Matters from the current audit

Disaster recovery program (DRP)—updating the estimated liability—see below

Findings and Recommendations

Matters from the current audit

Disaster recovery program (DRP)—updating the estimated liability

Background

The Department of Municipal Affairs administers and manages the funds and programs needed to recover from significant natural and other disasters. The department’s disaster recovery program provides funding for residents, small businesses, agricultural producers, municipalities and other government departments when events like overland flooding cause uninsurable damage and loss. The Alberta Emergency Management Agency is responsible for administering these programs. AEMA is part of the Department of Municipal Affairs.

When the Lieutenant Governor in Council declares a disaster, AEMA estimates the total expected cost for the emergency and the department’s financial services branch records the total expected expense and associated liability in the department’s financial statements.

Disasters can involve widespread damage as well as damage to significant infrastructure. The costs of disaster recovery may be eligible for cost sharing with the Government of Canada through Public Safety Canada’s Disaster Financial Assistance Arrangement. Five years or more can pass from the time of the disaster to the time the damage is repaired and the department submits expenses to the Government of Canada for reimbursement.

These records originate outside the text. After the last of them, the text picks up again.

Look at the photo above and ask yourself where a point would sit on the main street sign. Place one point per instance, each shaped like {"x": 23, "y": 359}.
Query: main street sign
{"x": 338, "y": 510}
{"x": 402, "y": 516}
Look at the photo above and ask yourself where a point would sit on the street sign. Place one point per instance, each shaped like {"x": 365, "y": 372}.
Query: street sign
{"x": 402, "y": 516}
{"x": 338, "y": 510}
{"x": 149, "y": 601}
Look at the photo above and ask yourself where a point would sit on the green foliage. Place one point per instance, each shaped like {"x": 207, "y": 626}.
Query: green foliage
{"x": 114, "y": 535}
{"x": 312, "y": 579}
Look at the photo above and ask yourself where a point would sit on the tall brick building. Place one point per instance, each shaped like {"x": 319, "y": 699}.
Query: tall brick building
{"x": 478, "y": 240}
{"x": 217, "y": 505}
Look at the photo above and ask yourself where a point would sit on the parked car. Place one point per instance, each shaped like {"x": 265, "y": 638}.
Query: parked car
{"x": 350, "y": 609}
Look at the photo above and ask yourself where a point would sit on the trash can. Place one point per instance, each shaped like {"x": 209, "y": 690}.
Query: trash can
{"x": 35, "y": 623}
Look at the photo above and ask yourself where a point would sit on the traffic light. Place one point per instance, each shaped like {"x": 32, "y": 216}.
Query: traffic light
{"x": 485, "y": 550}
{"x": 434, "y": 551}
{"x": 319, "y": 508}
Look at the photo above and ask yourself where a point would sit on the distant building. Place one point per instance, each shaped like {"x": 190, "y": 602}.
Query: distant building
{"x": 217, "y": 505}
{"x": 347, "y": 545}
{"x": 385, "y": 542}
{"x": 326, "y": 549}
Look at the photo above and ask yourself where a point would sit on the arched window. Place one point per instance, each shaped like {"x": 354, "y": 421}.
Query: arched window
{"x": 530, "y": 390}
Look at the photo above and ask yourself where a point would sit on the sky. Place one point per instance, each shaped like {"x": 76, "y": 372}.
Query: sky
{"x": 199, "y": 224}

Provincial disaster recovery costs, and the revenue from the Government of Canada for disaster recovery, are often significant to the department’s finances and, occasionally, to the Government of Alberta’s finances. This is particularly true for the 2013 southern Alberta flood, which was significant to both the department and the Government of Alberta. The 2013 southern Alberta flood created a heavy demand on the government processes to deliver financial assistance and recovery funding. In 2014 the department estimated the total eligible DRP costs for the 2013 southern Alberta flood at $2.4 billion and recorded this as an expense in its financial statements. In 2015, using more current information, the department updated its estimate to $1.6 billion, a decrease of $756 million. As of March 31, 2015, the department had a liability of $699 million for claims it had not yet paid.

Before January 2014, the department relied on a contracted service provider for all engineering and claim assessment services related to municipalities, residents, small businesses and agriculture producers. The service provider estimated the extent of damage, assessed the claims and calculated the claim payout.